PIP implant scandal: German firm ordered to pay damages
A French court has ordered a German company to pay compensation to hundreds of women who were fitted with defective breast implants.
TUV Rheinland, which awarded EU safety certificates to the French implant manufacturer, "neglected its duties of vigilance", the court said.
PIP (Poly Implant Prothese) was shut down in March 2010 amidst a worldwide health scare.
The company used sub-standard silicone gel, causing many implants to rupture.
Six implant distributors and 1,700 women had sued TUV Rheinland for 50m euros (£42m), arguing anything but a cursory inspection would have found problems.
The plaintiffs in the civil case will be given an initial payment of 3,000 euros per victim for surgery to have the implants removed.
Jan Spivey, a British woman who received PIP implants as part of reconstructive surgery following breast cancer in 2002, said she was "delighted" with the ruling.

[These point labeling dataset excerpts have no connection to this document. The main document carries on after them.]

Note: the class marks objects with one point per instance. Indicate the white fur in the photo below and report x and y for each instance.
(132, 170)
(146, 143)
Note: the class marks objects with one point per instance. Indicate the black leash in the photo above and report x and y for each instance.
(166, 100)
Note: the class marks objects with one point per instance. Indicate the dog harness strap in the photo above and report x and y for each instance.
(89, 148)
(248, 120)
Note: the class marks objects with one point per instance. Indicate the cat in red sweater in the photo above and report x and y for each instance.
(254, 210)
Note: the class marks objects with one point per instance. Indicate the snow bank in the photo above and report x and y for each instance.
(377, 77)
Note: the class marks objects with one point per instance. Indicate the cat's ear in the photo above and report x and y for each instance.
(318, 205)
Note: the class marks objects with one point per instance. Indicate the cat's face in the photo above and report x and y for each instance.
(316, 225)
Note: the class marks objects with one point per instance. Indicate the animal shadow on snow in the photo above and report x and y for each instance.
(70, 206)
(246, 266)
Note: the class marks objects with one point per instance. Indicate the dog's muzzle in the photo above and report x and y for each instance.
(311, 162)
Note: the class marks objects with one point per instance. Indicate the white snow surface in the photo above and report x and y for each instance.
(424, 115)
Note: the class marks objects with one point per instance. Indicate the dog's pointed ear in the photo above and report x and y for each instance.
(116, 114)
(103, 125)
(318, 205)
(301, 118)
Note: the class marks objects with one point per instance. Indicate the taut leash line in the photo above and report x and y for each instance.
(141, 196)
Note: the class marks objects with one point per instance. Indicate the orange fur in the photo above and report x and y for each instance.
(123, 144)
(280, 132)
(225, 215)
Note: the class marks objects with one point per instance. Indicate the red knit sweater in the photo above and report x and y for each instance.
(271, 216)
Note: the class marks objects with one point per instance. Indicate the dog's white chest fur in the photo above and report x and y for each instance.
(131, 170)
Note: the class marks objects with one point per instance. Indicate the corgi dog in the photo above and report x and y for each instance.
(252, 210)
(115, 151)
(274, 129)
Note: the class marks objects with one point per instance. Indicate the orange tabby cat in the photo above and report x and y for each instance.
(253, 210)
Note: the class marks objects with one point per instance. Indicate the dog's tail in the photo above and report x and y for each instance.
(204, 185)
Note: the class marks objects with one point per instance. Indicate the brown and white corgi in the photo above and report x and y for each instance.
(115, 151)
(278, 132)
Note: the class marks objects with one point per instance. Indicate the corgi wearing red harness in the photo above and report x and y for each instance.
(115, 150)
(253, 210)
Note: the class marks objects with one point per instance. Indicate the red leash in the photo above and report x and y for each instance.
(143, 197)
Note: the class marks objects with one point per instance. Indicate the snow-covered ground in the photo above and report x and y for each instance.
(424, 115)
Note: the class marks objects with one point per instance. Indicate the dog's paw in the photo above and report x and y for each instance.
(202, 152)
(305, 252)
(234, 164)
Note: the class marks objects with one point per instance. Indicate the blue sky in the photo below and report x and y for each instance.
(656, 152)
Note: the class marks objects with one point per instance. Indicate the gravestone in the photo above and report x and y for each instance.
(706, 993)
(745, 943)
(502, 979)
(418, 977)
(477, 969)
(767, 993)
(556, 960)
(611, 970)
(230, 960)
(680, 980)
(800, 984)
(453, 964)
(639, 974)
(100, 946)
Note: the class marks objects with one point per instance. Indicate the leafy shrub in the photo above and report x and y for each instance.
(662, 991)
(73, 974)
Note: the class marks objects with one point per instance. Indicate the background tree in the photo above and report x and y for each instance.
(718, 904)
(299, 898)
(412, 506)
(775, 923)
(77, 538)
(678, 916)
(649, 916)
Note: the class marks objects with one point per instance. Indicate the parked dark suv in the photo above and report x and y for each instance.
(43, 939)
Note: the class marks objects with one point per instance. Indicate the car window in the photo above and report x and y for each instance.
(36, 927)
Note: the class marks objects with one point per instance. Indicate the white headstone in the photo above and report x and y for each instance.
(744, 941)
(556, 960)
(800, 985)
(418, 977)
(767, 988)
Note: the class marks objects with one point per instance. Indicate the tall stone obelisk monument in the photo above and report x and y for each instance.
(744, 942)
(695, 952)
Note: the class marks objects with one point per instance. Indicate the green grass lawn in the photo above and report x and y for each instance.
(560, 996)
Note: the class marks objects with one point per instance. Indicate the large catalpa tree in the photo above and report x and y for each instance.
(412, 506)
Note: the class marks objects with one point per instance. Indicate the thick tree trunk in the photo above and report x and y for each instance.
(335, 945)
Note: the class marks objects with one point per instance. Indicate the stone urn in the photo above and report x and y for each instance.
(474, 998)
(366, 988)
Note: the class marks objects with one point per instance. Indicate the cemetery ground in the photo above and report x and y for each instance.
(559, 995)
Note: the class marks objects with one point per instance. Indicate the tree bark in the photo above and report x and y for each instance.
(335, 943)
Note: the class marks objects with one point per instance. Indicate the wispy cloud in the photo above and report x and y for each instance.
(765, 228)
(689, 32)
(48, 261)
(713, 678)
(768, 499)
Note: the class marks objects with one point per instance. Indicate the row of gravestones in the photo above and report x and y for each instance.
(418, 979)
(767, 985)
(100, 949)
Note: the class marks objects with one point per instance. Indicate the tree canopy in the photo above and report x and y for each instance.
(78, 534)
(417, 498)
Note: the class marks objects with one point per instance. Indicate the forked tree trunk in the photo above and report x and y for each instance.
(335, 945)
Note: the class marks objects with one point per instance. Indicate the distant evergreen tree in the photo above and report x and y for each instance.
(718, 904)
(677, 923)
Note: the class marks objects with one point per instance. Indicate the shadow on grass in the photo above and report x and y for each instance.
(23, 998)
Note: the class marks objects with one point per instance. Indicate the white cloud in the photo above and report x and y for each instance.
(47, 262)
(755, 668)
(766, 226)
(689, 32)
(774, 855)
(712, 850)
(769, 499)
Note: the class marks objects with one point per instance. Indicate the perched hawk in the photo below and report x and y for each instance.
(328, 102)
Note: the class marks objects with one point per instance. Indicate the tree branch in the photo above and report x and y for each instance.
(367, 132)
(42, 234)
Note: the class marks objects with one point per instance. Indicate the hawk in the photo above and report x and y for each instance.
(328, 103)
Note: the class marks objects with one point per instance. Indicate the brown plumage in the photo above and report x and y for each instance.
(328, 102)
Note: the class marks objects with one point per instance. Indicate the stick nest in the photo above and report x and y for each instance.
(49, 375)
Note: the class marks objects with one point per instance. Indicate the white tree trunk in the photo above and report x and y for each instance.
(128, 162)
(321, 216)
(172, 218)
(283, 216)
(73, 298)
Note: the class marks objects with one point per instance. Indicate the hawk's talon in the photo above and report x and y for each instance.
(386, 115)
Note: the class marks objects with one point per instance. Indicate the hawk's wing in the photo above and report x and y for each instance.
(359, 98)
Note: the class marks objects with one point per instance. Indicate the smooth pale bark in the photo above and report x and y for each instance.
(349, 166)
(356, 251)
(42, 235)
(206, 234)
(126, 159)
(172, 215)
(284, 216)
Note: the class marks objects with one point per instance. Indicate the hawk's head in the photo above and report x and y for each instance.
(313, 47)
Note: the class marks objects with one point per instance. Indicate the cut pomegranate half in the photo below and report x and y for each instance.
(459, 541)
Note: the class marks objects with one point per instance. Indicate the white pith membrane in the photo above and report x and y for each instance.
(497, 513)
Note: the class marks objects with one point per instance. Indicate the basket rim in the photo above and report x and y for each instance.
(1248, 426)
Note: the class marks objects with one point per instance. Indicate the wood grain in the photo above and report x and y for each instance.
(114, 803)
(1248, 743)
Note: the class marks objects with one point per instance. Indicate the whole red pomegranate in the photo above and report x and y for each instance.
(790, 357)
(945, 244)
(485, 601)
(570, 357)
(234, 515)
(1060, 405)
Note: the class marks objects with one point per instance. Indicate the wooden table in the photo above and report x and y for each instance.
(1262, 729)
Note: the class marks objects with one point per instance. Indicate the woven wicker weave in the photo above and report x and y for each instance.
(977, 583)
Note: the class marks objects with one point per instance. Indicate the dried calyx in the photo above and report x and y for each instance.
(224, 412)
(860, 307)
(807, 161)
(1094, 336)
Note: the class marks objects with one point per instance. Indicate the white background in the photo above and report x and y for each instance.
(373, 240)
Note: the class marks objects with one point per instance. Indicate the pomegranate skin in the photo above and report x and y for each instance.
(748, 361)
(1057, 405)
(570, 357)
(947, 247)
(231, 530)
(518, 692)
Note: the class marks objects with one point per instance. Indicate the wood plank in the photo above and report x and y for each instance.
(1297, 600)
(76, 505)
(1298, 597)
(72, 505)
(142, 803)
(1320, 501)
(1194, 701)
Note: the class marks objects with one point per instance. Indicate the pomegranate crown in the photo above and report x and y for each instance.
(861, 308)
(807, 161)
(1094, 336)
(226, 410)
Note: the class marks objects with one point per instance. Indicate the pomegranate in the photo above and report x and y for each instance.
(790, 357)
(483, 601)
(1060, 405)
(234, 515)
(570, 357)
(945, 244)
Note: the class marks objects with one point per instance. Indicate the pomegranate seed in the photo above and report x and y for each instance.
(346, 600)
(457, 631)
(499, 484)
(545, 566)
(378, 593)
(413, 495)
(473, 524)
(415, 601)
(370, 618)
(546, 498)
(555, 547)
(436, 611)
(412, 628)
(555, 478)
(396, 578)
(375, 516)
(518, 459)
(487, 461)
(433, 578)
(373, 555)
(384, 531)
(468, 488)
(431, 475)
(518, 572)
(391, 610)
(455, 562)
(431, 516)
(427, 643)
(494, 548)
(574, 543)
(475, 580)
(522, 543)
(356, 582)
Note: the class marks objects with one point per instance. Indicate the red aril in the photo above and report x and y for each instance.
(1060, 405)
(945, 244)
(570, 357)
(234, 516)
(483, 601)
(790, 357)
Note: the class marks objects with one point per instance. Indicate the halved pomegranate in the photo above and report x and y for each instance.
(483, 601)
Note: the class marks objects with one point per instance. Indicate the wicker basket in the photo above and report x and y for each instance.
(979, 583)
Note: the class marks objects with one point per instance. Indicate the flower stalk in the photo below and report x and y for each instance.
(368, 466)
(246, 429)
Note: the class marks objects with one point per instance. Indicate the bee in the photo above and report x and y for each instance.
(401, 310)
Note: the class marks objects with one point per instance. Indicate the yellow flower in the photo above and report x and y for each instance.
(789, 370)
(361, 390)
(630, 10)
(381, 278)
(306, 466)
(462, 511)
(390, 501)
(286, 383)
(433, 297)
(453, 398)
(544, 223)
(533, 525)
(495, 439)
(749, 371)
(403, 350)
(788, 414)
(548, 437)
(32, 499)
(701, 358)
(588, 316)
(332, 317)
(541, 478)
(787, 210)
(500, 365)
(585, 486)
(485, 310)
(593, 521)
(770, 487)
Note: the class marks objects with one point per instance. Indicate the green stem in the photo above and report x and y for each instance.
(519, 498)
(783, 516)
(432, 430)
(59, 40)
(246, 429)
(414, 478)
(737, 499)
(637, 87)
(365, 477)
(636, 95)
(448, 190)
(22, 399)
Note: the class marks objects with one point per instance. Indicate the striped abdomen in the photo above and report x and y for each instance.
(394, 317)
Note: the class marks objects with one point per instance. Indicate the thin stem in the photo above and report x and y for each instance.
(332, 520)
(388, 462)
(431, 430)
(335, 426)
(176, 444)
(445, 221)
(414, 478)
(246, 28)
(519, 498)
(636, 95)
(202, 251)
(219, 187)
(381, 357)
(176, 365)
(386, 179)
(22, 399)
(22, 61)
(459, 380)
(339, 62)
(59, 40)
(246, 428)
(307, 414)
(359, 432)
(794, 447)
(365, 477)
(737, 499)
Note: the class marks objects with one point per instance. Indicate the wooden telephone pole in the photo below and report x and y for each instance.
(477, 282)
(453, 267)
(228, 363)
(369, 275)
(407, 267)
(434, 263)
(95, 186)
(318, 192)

"Of course TUV has some responsibility and should be held to account. They're the organisation that gives the CE certification for safety, and that was what my surgeon relied on when he gave the implants to me.
"Anybody that gives safety certification for a product that is going to make women very sick does have responsibility," she told the BBC's Newshour programme.
It could open the door to many more compensation claims, says the BBC's Christian Fraser in Paris.
TUV Rheinland had won two previous cases in Germany. This was the first such case in France.
The German firm has said it will appeal against the verdict.
Hidden from view
TUV Rheinland awarded PIP - formerly one of the world's leading suppliers of implants - its European safety certificate for 17 years.
The founder of PIP, Jean Claude Mas, is still on trial for aggravated fraud in Marseilles, along with four of his executives.
He revealed during police interviews that he had ordered employees to hide the unauthorised silicone when inspectors visited his factory.
It has since emerged the substandard gel was used in 75% of the implants.
The court heard an employee in charge of quality control had only a cooking diploma - another in charge of the lab had previously trained as a pastry chef, our correspondent says.
A ruling is expected in Jean Claude Mas' case on 10 December.